The problem here is that our Area, Region and Zone data is currently sitting in Customer’s collection and Category, SubCategory data of products in Items collection, which will need to be pulled by performing a $lookup
. We also use a $group
stage to group multiple lines of inventory data by location
and item_id
.
Here’s the aggregation :
db.collection('_inventory').aggregate( [
{
$match : {'quantity' : {'$gt' : 0}}
},
{
$group : {
_id : {item_id : '$item_id', location : '$location'},
location : {'$addToSet' : '$location'},
quantity : {'$addToSet' : '$quantity'}
}
},
{
$lookup : {
from : '_customers',
localField : '_id.location',
foreignField : 'Code',
as : 'customer_details'
}
},
{
$match : {'$or' : [{'customer_details.Area' : 'Karnataka'}, {'customer_details.Area' : 'Maharashtra'}]}
},
{
$lookup : {
from : '_items',
localField : '_id.item_id',
foreignField : 'Code',
as : 'item_details'
}
},
{
'$unwind' : {'path' : '$item_details', 'preserveNullAndEmptyArrays' : true}
},
{
'$match' : search_query // ..... Search could be done by customers name or product name ...
},
{
'$count' : 'count'
}], {'allowDiskUse' : true}
search_query
: We are building a search query assuming the lookup fields as item_details.ProductName
or customer_details.Name
, etc. We are also using the filters applied on the front-end like, filter by Area for example, we add a query here as {customer_details.Area : 'Karnataka'}
We are faced with a few challenges here,
- Customers expect that user should be able to browse the inventory without having to apply any filters (we might be able to covince them, but thats Plan B).

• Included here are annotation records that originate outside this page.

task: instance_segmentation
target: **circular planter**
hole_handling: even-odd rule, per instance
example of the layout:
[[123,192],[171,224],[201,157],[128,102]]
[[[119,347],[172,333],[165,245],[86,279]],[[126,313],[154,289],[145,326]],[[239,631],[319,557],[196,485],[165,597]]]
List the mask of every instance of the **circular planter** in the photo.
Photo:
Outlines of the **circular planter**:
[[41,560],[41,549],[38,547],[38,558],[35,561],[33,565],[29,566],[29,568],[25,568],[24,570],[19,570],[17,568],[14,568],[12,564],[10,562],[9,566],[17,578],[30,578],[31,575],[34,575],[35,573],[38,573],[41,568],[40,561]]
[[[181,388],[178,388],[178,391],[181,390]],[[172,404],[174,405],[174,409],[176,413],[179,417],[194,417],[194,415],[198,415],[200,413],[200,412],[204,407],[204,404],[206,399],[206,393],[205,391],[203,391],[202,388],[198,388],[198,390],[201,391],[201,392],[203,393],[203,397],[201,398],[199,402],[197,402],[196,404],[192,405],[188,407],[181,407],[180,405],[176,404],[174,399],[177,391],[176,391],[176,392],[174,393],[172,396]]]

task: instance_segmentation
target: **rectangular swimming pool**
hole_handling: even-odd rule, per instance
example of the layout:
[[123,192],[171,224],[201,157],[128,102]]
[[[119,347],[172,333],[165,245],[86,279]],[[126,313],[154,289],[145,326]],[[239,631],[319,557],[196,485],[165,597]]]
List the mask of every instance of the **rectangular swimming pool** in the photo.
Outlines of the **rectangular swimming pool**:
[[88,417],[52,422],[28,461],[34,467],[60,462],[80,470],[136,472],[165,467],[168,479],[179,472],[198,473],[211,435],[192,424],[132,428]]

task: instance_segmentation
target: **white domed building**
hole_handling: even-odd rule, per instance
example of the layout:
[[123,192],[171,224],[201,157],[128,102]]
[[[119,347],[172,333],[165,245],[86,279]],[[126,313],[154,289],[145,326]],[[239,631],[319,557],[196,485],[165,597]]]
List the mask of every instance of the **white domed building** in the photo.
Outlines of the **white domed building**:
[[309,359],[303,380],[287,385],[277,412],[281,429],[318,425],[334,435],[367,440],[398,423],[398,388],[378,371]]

- Customers can search by Product Name / Customer Name so the indexing does not get applied and could slow down the overall query performance.
We have a few possible solutions in mind,
- Update all our inventory records and include some of the product’s and customer’s data such as
Area
,Region
,Zone
,Category
,SubCategory
columns in the inventory data itself so that the filtering can be done on the inventory data with added indexes. - This ofcourse will require us to update the entire inventory data and will be redundant. - Introduce some filters by default, users will need to apply these filters before proceeding to view the data, that way our table scan window reduces. - But as said earlier, we are not sure if our clients will agree but open to consider this option, if that’s the only way to go about.
I remember in one of our earlier sessions on MongoDB, that redundancy is what complements MongoDB architecture and we should not treat it like an RDBMS. So we think this might be a design problem and not a query issue. But we wanted to know if there’s any other suggestion or if there’s a better way we can achieve the results without having to update the records.